Dans son livret La piété liturgique, Dom Lambert développe encore son constat. Il dénonce l’esprit de laïcité qui a contaminé le peuple chrétien et s’est infiltré dans son cœur. Il précise alors son programme en matière de renouveau liturgique : « l’idée maîtresse dont l’action liturgique poursuit la réalisation est celle-ci : faire vivre le peuple chrétien tout entier d’une même vie spirituelle, alimentée au cœur de sa Mère la sainte Eglise. »[8] Or « toutes les manifestations liturgiques extérieures que la piété liturgique inspire, anime et conserve, protestant contre cette sécularisation athée et constituent, au milieu de nous, une constante affirmation du surnaturel et des droits de Dieu. » Son apostolat se réalise désormais par la liturgie.
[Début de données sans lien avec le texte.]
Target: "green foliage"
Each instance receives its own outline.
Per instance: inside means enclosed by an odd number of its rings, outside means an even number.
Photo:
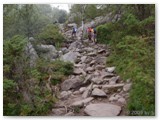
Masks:
[[[108,66],[116,66],[124,80],[132,79],[127,107],[133,116],[155,114],[154,22],[154,16],[140,20],[127,13],[119,22],[97,27],[98,42],[112,47]],[[142,114],[133,114],[134,111]]]
[[[37,64],[37,70],[41,73],[41,79],[51,75],[51,83],[55,85],[73,73],[73,64],[60,60],[53,62],[40,60]]]
[[[47,25],[42,32],[37,35],[37,38],[43,44],[56,44],[56,46],[64,40],[63,36],[58,31],[58,27],[53,24]]]

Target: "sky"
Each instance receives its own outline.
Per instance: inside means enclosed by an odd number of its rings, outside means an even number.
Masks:
[[[59,9],[66,10],[69,12],[69,4],[51,4],[52,7],[57,7]]]

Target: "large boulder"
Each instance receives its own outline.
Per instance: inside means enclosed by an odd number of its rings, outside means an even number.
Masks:
[[[83,84],[83,80],[80,77],[75,77],[72,79],[67,79],[61,84],[61,89],[63,91],[72,89],[72,88],[77,88],[80,87]]]
[[[39,58],[37,52],[35,51],[33,45],[28,42],[25,48],[25,53],[30,59],[30,66],[36,65],[36,60]]]
[[[36,50],[44,59],[52,60],[58,57],[58,52],[53,45],[37,45]]]
[[[65,62],[75,63],[75,61],[77,60],[77,57],[78,57],[78,52],[70,51],[70,52],[62,55],[60,59]]]
[[[121,107],[108,103],[99,103],[86,106],[84,111],[90,116],[117,116],[121,112]]]

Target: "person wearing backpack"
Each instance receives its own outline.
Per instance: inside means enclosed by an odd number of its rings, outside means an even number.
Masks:
[[[88,34],[88,39],[92,40],[92,29],[91,29],[91,27],[88,27],[87,34]]]
[[[93,42],[96,43],[97,42],[97,31],[96,28],[93,27]]]
[[[73,27],[73,29],[72,29],[72,37],[76,37],[76,31],[77,31],[76,27]]]

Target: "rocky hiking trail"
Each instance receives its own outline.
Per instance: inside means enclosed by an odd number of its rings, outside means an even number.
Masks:
[[[115,73],[116,66],[107,66],[109,46],[77,38],[68,43],[61,48],[61,60],[72,62],[74,72],[60,84],[59,101],[50,115],[125,116],[131,82]]]

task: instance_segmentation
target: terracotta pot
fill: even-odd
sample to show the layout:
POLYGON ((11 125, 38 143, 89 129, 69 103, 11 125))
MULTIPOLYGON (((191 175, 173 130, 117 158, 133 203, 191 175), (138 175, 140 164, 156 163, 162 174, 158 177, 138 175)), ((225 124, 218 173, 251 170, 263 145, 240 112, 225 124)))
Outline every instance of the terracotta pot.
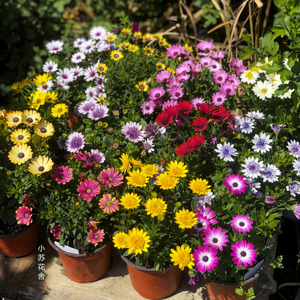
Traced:
POLYGON ((0 235, 0 251, 10 257, 30 254, 39 241, 39 226, 30 224, 25 230, 12 235, 0 235))
POLYGON ((58 252, 67 276, 75 282, 93 282, 102 278, 110 266, 111 244, 92 254, 73 254, 58 248, 48 237, 49 244, 58 252))
MULTIPOLYGON (((259 274, 245 281, 243 286, 244 291, 253 288, 255 291, 259 274)), ((210 300, 246 300, 246 296, 239 296, 235 289, 240 286, 237 284, 222 283, 222 282, 209 282, 206 284, 207 294, 210 300)))
POLYGON ((68 125, 69 125, 71 130, 73 130, 74 125, 78 123, 78 120, 79 119, 78 119, 77 116, 75 116, 73 114, 72 115, 70 114, 70 118, 68 119, 68 125))
POLYGON ((133 288, 144 298, 162 299, 173 294, 181 283, 181 270, 176 266, 167 268, 164 273, 156 269, 137 266, 122 256, 126 262, 133 288))

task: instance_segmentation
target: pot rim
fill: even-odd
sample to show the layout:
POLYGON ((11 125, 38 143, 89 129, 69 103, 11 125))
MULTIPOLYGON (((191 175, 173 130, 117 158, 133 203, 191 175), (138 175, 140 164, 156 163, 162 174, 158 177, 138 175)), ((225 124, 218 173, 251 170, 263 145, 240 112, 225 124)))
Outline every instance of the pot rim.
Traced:
POLYGON ((100 248, 96 249, 94 252, 92 253, 87 253, 87 254, 75 254, 75 253, 70 253, 70 252, 67 252, 67 251, 64 251, 60 248, 58 248, 52 241, 52 238, 49 234, 49 224, 50 224, 51 220, 48 222, 48 225, 47 225, 47 230, 46 230, 46 235, 47 235, 47 240, 48 240, 48 243, 50 244, 50 246, 56 250, 57 252, 60 252, 66 256, 69 256, 69 257, 74 257, 74 258, 83 258, 83 257, 87 257, 87 256, 91 256, 93 254, 96 254, 98 252, 100 252, 101 250, 103 250, 104 248, 106 247, 109 247, 110 246, 110 243, 107 243, 103 246, 101 246, 100 248))
MULTIPOLYGON (((147 272, 161 272, 161 271, 157 270, 156 268, 146 268, 146 267, 143 267, 143 266, 138 266, 138 265, 134 264, 131 260, 129 260, 128 258, 126 258, 124 255, 121 255, 121 258, 124 260, 125 263, 129 264, 129 265, 132 266, 133 268, 138 269, 138 270, 140 270, 140 271, 147 271, 147 272)), ((168 269, 176 268, 176 267, 177 267, 177 266, 171 265, 171 266, 165 268, 165 272, 166 272, 168 269)))
POLYGON ((38 225, 38 223, 36 221, 33 221, 24 230, 18 231, 17 233, 14 233, 14 234, 0 234, 0 238, 5 238, 5 239, 14 238, 16 236, 26 233, 27 231, 29 231, 30 229, 32 229, 33 227, 35 227, 37 225, 38 225))
MULTIPOLYGON (((244 284, 246 285, 248 283, 251 283, 251 282, 257 280, 258 277, 259 277, 259 273, 256 273, 253 277, 245 280, 244 284)), ((217 284, 225 285, 225 286, 237 286, 237 285, 239 285, 238 283, 222 282, 222 281, 218 281, 218 280, 213 280, 213 281, 207 282, 206 284, 210 284, 210 283, 217 283, 217 284)))

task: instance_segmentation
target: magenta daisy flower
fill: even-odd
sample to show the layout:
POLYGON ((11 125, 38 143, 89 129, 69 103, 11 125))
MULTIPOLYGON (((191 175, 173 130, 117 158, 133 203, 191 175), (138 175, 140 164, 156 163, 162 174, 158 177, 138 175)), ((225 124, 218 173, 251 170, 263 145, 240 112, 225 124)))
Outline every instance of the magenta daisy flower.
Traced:
POLYGON ((96 231, 90 231, 89 236, 88 236, 88 241, 92 244, 97 244, 103 241, 104 238, 104 230, 103 229, 98 229, 96 231))
POLYGON ((145 132, 142 130, 142 125, 136 122, 128 122, 123 125, 121 132, 133 143, 142 141, 145 136, 145 132))
POLYGON ((155 106, 156 105, 155 105, 155 103, 152 100, 145 101, 141 105, 141 109, 142 109, 143 115, 151 115, 154 112, 155 106))
POLYGON ((55 72, 58 69, 58 65, 56 62, 49 60, 43 65, 43 71, 45 73, 55 72))
POLYGON ((211 210, 209 207, 204 207, 203 205, 200 205, 199 209, 195 209, 196 217, 203 216, 207 218, 210 222, 210 224, 217 224, 218 221, 216 220, 215 212, 211 210))
POLYGON ((201 97, 194 98, 192 100, 192 103, 194 105, 194 108, 197 109, 200 106, 200 104, 204 103, 204 99, 202 99, 201 97))
POLYGON ((16 210, 16 219, 18 224, 24 224, 29 226, 32 223, 32 207, 21 206, 16 210))
POLYGON ((228 235, 226 234, 226 231, 222 231, 222 228, 218 227, 207 229, 205 231, 205 237, 203 238, 203 241, 204 245, 223 251, 223 247, 227 246, 227 238, 228 235))
POLYGON ((183 89, 181 87, 176 87, 170 90, 170 98, 177 100, 184 95, 183 89))
POLYGON ((78 106, 78 112, 86 115, 88 114, 90 111, 93 110, 94 106, 97 104, 96 100, 86 100, 83 101, 79 104, 78 106))
POLYGON ((66 140, 68 152, 76 153, 84 147, 84 135, 81 132, 72 132, 66 140))
POLYGON ((94 40, 106 39, 107 30, 102 26, 95 26, 90 30, 90 36, 94 40))
POLYGON ((179 82, 186 82, 190 79, 191 75, 188 73, 181 73, 177 76, 179 82))
POLYGON ((252 227, 252 220, 248 215, 236 215, 232 220, 230 226, 233 227, 237 232, 250 232, 252 227))
POLYGON ((234 195, 244 193, 247 188, 246 180, 239 174, 228 175, 223 183, 227 186, 229 193, 234 195))
POLYGON ((169 106, 176 106, 176 105, 178 105, 178 102, 176 100, 168 100, 163 103, 162 109, 165 110, 169 106))
POLYGON ((212 59, 211 65, 209 66, 209 70, 212 72, 217 72, 217 71, 221 71, 221 69, 222 69, 222 64, 212 59))
POLYGON ((51 54, 55 54, 63 49, 63 45, 64 42, 62 41, 51 41, 46 45, 46 48, 51 54))
POLYGON ((201 57, 199 62, 203 67, 210 67, 212 59, 210 57, 201 57))
POLYGON ((199 272, 209 272, 217 267, 218 260, 217 251, 211 247, 201 247, 195 249, 193 252, 193 258, 196 265, 196 269, 199 272))
POLYGON ((216 106, 222 105, 226 100, 226 96, 221 92, 217 92, 212 95, 213 104, 216 106))
POLYGON ((119 210, 119 201, 111 194, 104 194, 99 201, 100 208, 107 214, 111 214, 119 210))
POLYGON ((97 181, 88 178, 79 183, 77 192, 84 200, 91 202, 93 197, 100 193, 100 186, 97 181))
POLYGON ((59 236, 61 234, 61 225, 55 225, 52 227, 52 229, 50 230, 50 232, 52 233, 52 235, 55 237, 55 239, 59 239, 59 236))
POLYGON ((123 175, 114 168, 103 170, 97 178, 105 187, 119 186, 123 183, 123 175))
POLYGON ((97 162, 98 164, 103 164, 105 161, 104 153, 99 152, 98 149, 91 150, 91 157, 89 159, 90 163, 97 162))
POLYGON ((176 74, 188 73, 191 71, 191 66, 189 64, 182 63, 176 69, 176 74))
POLYGON ((87 117, 91 120, 99 120, 107 117, 109 109, 103 104, 95 104, 93 109, 89 111, 87 117))
POLYGON ((192 231, 196 235, 203 236, 206 230, 211 228, 211 223, 208 218, 202 215, 197 215, 197 224, 192 227, 192 231))
POLYGON ((224 84, 221 85, 220 91, 224 95, 230 95, 233 96, 235 93, 236 86, 232 82, 225 82, 224 84))
POLYGON ((243 264, 247 268, 248 265, 252 266, 256 260, 257 251, 254 249, 254 245, 245 240, 235 242, 234 245, 231 245, 231 250, 233 252, 230 255, 233 256, 233 263, 237 266, 243 264))
POLYGON ((209 51, 214 47, 213 41, 203 41, 196 45, 200 51, 209 51))
POLYGON ((225 57, 224 51, 211 51, 210 57, 214 59, 223 59, 225 57))
POLYGON ((156 75, 157 82, 167 82, 171 77, 172 73, 168 70, 163 70, 156 75))
POLYGON ((184 54, 184 48, 179 45, 173 45, 167 50, 168 57, 176 58, 177 56, 180 56, 182 54, 184 54))
POLYGON ((228 74, 225 71, 217 71, 213 75, 214 82, 218 84, 224 84, 228 78, 228 74))
POLYGON ((165 90, 162 87, 154 87, 149 92, 150 100, 156 100, 161 98, 165 94, 165 90))
POLYGON ((72 180, 72 169, 60 166, 57 167, 54 171, 51 177, 57 181, 59 184, 66 184, 70 180, 72 180))

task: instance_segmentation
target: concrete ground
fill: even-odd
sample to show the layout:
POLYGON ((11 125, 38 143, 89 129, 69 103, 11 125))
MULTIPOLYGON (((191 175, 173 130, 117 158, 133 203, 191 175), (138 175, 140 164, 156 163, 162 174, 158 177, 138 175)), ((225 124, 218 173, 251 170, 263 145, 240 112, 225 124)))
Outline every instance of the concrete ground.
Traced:
MULTIPOLYGON (((39 246, 29 256, 10 258, 0 254, 0 296, 5 300, 140 300, 141 297, 131 286, 125 262, 113 250, 109 272, 93 283, 76 283, 64 273, 60 258, 40 234, 39 246), (45 270, 39 270, 38 255, 45 254, 45 270), (41 276, 45 274, 45 277, 41 276), (39 277, 40 276, 40 277, 39 277)), ((179 289, 167 299, 208 300, 205 288, 188 285, 184 272, 179 289)))

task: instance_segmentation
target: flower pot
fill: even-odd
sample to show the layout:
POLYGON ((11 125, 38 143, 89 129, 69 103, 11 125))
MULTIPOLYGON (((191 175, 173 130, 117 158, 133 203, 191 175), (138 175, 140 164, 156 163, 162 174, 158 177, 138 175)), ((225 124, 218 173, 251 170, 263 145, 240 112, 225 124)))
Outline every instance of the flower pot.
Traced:
POLYGON ((92 282, 102 278, 110 266, 111 244, 91 254, 73 254, 58 248, 48 237, 49 244, 58 252, 67 276, 75 282, 92 282))
POLYGON ((30 254, 39 241, 39 226, 30 224, 25 230, 16 234, 0 235, 0 250, 10 257, 21 257, 30 254))
MULTIPOLYGON (((259 274, 255 274, 254 277, 246 280, 243 286, 244 291, 247 291, 249 288, 255 290, 259 274)), ((210 300, 246 300, 246 296, 239 296, 235 289, 239 288, 240 285, 222 283, 222 282, 209 282, 206 284, 207 294, 210 300)))
POLYGON ((144 298, 162 299, 173 294, 181 283, 182 272, 177 266, 167 268, 164 273, 156 269, 137 266, 122 256, 133 288, 144 298))
POLYGON ((73 114, 69 114, 70 118, 68 119, 68 125, 70 127, 71 130, 73 130, 74 125, 76 125, 79 121, 78 117, 73 115, 73 114))

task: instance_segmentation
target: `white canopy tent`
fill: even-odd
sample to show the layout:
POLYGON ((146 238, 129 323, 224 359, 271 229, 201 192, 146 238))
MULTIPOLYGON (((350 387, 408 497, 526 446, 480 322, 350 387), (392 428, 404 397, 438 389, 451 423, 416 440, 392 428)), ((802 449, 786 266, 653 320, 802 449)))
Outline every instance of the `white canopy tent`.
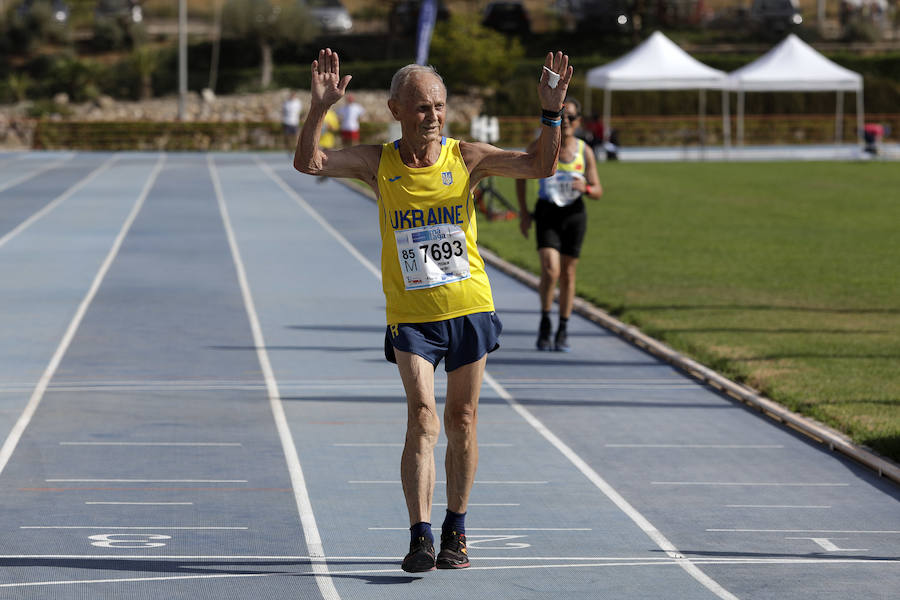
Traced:
POLYGON ((843 131, 844 92, 856 92, 857 131, 863 129, 863 80, 859 73, 828 60, 793 33, 758 59, 728 76, 737 93, 737 140, 744 143, 745 92, 837 92, 835 142, 843 131))
MULTIPOLYGON (((628 54, 588 71, 585 111, 590 109, 591 90, 603 89, 603 131, 608 136, 613 90, 699 90, 699 120, 703 130, 706 90, 721 89, 727 100, 726 85, 724 71, 704 65, 656 31, 628 54)), ((731 137, 728 103, 723 102, 722 107, 723 131, 728 145, 731 137)))

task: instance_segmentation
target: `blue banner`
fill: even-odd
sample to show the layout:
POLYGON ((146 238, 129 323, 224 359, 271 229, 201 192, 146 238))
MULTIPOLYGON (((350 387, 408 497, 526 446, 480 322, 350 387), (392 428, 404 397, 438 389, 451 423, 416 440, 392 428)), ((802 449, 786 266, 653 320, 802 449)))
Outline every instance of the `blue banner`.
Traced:
POLYGON ((428 62, 428 48, 431 46, 431 32, 437 20, 437 0, 422 0, 419 8, 419 26, 416 28, 416 64, 428 62))

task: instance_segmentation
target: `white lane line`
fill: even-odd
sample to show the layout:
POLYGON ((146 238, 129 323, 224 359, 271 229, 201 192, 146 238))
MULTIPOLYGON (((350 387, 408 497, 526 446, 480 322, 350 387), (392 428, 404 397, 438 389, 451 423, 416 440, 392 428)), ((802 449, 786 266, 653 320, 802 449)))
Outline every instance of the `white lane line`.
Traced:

C’est pourquoi il parle d’apostolat liturgique, qui lui apparaît fondamentalement social. « Le culte de l’Église, nous dit-il, sera nécessairement extériorisé ». Il attend alors de la liturgie le moyen de développer profondément le sens social du catholicisme.

Toujours dans La piété liturgique, Dom Lambert définit les deux finalités de la liturgie : la glorification de Dieu et la sanctification des hommes.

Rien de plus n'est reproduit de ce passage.